Márton Oelbei
Márton Oelbei

Reputation: 59

R lists of characters to one data.frame

I've been looking around for quite a while now, but can't seem to solve this problem, although I feel like it should be an easy one.

I have 54 factors containing differing amounts of strings, names of pathways to be exact. For example, here are two factors with the elements they contain:

> PWe1
 [1] Gene_Expression                                        
 [2] miR-targeted_genes_in_muscle_cell_-_TarBase            
 [3] Generic_Transcription_Pathway

> PWe2
  [1] miR-targeted_genes_in_epithelium_-_TarBase                           
  [2] miR-targeted_genes_in_leukocytes_-_TarBase                           
  [3] miR-targeted_genes_in_lymphocytes_-_TarBase                          
  [4] miR-targeted_genes_in_muscle_cell_-_TarBase

What I would like to do is take these, and combine them into one big data frame with 54 columns, where each column has the names of one corresponding factor.
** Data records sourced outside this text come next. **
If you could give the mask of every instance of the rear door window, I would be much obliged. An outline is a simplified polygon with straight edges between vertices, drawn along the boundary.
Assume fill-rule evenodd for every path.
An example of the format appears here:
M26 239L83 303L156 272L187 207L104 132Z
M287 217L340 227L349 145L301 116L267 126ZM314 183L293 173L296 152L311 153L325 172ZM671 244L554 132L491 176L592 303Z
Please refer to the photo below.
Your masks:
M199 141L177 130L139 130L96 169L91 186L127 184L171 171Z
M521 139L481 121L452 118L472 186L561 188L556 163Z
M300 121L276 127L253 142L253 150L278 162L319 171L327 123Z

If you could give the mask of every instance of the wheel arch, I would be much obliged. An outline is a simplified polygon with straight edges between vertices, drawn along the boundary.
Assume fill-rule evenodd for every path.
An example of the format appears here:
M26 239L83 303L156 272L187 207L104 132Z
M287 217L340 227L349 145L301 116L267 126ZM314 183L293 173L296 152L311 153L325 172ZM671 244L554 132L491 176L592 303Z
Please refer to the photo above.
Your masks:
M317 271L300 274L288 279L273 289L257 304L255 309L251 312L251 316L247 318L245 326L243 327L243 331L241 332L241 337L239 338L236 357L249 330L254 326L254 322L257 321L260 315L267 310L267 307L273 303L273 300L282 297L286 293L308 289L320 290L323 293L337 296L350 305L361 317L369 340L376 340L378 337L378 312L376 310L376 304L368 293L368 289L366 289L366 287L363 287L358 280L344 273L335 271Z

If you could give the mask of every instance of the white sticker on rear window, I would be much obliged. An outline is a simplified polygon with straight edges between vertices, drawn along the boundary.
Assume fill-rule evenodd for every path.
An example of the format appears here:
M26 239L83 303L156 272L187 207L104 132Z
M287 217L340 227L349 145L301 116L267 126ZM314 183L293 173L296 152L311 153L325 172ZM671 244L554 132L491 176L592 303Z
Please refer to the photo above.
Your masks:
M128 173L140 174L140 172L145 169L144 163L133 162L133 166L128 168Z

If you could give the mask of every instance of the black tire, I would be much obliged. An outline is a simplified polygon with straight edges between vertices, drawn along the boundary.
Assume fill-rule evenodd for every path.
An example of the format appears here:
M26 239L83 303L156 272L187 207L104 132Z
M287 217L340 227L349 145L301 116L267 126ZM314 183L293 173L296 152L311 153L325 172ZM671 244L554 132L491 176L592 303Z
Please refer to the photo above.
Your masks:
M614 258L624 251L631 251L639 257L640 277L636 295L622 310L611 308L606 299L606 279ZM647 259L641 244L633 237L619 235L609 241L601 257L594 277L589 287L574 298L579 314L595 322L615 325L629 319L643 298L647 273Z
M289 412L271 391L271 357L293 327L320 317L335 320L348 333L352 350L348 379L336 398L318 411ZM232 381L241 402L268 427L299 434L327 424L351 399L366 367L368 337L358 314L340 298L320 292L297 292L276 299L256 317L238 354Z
I've tried cbind, cbind.data.frame and a couple of other options but those return numeric values instead of strings.


Expected output:

PWe1 PWe2
Gene_Expression miR-targeted_genes_in_epithelium_-_TarBase
miR-targeted_genes_in_muscle_cell_-_TarBase miR-targeted_genes_in_leukocytes_-_TarBase
Generic_Transcription_Pathway miR-targeted_genes_in_lymphocytes_-_TarBase
NA miR-targeted_genes_in_muscle_cell_-_TarBase

I'm quite a beginner when it comes to R, could anyone nudge me towards a possible solution?

Thanks in advance!

Upvotes: 0

Views: 100

Answers (3)

Pierre L
Pierre L

Reputation: 28451

lst <- mget(ls(pattern="PW"))            #<--- Create list with all necessary vectors.
ind <- lengths(lst)                      #<--- find maximum length
as.data.frame(do.call(cbind, 
  lapply(lst, `length<-`, max(ind))))    #<--- Convert to data.frmae
#                                          PWe1                                        PWe2
# 1                             Gene_Expression  miR-targeted_genes_in_epithelium_-_TarBase
# 2 miR-targeted_genes_in_muscle_cell_-_TarBase  miR-targeted_genes_in_leukocytes_-_TarBase
# 3               Generic_Transcription_Pathway miR-targeted_genes_in_lymphocytes_-_TarBase
# 4                                        <NA> miR-targeted_genes_in_muscle_cell_-_TarBase

Upvotes: 2

Sotos
Sotos

Reputation: 51592

l1 <- max(length(v1), length(v2))
length(v1) <- l1
length(v2) <- l1
cbind(as.character(v1), as.character(v2))
#     [,1]                                          [,2]                                         
#[1,] "Gene_Expression"                             "miR-#targeted_genes_in_epithelium_-_TarBase" 
#[2,] "miR-targeted_genes_in_muscle_cell_-_TarBase" "miR-#targeted_genes_in_leukocytes_-_TarBase" 
#[3,] "Generic_Transcription_Pathway"               "miR-#targeted_genes_in_lymphocytes_-_TarBase"
#[4,] NA                                            "miR-#targeted_genes_in_muscle_cell_-_TarBase"

Upvotes: 1

denise
denise

Reputation: 159

If you convert your factors to characters before you use cbind, you don't get numeric values:

    testFrame <- data.frame(cbind(as.character(PWe1), as.character(PWe3))

If the length of both vectors differs, cbind throws a warning and elements of the shorter vectors will be replicated. If that is unsatisfying in your case, maybe a data.frame object might not be the right choice?